When modern humans mated with them, they got an injection of helpful genetic immune material, so useful that it remains in the genome today. This suggests that modern humans needed the archaic DNA to survive.

The downside of archaic immune material is that it may be responsible for autoimmune diseases like diabetes, arthritis and multiple sclerosis, Dr. Parham said, stressing that these are preliminary results.

Although little is known about the Denisovans — the only remains so far are the pinky bone and the tooth, and there are no artifacts like tools. Dr. Reich and others suggest that they were once scattered widely across Asia, from the cold northern cave to the tropical south. The evidence is that modern populations in Oceania, including aboriginal Australians, carry Denisovan genes.

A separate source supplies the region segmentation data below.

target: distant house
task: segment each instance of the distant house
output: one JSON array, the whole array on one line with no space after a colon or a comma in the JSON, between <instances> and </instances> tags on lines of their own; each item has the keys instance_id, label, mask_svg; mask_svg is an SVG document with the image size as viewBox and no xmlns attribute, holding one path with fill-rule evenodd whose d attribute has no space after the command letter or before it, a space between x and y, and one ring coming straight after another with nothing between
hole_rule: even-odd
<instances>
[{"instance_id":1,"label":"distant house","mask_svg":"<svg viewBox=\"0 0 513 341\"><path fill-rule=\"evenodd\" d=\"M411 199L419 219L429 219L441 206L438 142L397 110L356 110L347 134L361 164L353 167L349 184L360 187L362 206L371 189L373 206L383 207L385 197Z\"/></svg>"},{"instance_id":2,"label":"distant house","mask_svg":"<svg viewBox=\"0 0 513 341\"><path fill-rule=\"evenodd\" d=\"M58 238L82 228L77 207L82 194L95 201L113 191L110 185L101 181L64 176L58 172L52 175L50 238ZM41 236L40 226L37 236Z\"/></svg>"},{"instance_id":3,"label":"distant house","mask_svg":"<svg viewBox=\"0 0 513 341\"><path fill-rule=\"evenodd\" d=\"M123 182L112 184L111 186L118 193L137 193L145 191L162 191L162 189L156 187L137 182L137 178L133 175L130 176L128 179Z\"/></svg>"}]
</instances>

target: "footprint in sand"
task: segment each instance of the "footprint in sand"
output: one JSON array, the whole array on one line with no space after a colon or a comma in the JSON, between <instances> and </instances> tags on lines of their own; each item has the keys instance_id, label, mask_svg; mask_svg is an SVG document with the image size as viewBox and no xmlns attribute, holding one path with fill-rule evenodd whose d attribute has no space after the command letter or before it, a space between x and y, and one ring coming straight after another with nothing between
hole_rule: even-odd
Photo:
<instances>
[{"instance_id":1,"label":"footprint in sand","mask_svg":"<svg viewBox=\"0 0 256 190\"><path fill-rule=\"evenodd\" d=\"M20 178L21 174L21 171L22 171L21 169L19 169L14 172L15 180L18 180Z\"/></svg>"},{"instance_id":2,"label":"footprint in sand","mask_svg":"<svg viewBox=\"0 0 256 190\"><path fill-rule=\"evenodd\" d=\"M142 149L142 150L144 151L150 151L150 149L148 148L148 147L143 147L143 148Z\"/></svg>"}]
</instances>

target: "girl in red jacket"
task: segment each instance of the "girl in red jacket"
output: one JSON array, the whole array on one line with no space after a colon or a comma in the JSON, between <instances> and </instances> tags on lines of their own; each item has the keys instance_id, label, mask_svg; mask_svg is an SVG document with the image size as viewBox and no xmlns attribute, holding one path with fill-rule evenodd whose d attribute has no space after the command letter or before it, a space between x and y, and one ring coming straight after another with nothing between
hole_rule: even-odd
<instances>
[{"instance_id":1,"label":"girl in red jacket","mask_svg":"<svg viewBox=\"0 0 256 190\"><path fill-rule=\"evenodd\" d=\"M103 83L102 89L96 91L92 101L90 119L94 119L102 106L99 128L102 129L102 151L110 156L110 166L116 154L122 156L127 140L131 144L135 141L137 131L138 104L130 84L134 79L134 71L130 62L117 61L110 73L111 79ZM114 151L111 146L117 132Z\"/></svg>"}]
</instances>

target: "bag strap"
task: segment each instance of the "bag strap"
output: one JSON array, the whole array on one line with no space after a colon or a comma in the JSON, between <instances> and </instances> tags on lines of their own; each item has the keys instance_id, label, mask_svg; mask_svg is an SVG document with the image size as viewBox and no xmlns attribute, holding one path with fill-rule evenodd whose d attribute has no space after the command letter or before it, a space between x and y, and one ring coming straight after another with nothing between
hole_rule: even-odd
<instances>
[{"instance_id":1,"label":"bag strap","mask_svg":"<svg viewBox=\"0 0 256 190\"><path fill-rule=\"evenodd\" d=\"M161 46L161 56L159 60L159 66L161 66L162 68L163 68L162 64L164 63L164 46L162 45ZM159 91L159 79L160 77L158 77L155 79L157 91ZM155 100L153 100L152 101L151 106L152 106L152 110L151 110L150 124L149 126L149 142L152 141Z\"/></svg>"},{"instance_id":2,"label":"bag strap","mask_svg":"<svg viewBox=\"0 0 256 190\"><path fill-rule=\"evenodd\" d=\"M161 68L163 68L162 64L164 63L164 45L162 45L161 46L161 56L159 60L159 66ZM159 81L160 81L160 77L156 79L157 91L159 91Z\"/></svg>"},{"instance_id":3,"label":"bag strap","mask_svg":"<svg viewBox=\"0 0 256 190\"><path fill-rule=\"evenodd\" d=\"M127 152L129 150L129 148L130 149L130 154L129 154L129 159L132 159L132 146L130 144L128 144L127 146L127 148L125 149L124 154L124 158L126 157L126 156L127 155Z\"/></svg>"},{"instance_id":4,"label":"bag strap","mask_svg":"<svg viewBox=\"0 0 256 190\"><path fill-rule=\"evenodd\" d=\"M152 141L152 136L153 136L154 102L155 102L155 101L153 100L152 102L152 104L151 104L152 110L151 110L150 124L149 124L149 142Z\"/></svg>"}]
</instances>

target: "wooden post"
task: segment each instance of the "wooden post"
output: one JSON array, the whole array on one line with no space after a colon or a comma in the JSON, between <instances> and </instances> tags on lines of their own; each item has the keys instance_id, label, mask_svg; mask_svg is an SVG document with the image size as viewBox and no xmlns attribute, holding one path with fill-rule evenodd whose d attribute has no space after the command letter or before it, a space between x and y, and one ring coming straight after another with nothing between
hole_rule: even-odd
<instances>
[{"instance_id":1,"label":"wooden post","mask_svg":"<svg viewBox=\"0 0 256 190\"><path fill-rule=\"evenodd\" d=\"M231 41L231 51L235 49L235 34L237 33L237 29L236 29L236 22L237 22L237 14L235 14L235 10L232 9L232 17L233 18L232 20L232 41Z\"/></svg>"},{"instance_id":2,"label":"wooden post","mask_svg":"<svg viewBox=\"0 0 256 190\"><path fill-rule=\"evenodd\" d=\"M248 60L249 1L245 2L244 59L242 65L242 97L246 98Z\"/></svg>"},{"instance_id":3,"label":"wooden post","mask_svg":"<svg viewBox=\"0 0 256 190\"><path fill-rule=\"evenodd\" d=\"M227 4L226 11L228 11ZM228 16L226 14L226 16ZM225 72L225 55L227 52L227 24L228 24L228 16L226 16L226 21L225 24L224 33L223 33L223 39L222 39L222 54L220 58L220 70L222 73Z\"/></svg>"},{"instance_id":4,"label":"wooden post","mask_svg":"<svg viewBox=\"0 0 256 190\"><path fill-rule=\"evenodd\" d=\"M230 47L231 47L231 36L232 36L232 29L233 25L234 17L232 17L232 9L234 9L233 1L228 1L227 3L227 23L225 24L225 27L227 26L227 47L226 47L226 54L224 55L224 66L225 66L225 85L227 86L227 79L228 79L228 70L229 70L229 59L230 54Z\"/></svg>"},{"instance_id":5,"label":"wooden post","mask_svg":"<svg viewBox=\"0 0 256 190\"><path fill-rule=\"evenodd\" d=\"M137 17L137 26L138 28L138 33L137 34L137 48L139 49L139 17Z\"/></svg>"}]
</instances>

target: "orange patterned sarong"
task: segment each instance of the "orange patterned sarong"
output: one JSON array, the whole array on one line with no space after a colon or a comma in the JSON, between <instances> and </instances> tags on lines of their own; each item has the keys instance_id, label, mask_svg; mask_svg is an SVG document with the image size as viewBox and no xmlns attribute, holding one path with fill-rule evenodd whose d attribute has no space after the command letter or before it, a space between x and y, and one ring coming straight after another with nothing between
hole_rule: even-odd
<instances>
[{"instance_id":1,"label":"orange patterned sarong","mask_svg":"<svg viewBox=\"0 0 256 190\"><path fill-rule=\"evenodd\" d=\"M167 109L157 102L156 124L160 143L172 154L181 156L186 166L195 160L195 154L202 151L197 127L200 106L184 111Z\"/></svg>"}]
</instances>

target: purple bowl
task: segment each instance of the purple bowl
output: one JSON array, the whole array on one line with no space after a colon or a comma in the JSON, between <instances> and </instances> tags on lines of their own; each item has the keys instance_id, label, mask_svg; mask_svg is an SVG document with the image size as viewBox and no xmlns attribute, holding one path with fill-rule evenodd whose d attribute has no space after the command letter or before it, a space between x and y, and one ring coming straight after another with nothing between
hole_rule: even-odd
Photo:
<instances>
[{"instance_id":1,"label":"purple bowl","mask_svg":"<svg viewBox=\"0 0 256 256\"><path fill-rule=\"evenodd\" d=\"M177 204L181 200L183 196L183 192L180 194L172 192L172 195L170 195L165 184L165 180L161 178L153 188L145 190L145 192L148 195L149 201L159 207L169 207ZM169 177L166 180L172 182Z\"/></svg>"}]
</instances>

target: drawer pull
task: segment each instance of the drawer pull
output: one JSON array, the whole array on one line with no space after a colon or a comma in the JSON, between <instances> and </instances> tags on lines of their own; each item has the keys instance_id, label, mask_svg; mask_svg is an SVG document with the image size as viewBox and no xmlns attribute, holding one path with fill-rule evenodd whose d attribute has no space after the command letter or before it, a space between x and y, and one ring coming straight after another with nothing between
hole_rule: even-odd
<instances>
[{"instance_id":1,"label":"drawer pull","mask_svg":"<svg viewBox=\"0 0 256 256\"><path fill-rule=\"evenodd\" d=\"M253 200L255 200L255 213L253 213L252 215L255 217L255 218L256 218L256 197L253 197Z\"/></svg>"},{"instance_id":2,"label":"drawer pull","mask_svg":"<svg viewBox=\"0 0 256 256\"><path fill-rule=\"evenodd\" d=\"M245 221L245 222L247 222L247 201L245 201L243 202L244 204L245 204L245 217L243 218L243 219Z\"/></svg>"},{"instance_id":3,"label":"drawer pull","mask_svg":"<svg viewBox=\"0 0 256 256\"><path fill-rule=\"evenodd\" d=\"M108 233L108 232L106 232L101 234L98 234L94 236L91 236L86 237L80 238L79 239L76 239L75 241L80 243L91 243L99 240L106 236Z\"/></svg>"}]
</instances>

Dr. Reich and others suggest that the interbreeding that led to this phenomenon probably occurred in the south, rather than in Siberia. If so, the Denisovans were more widely dispersed than Neanderthals, and possibly more successful.

But the questions of how many Denisovans there were and how they became extinct have yet to be answered. Right now, as Dr. Reich put it, they are “a genome in search of an archaeology.”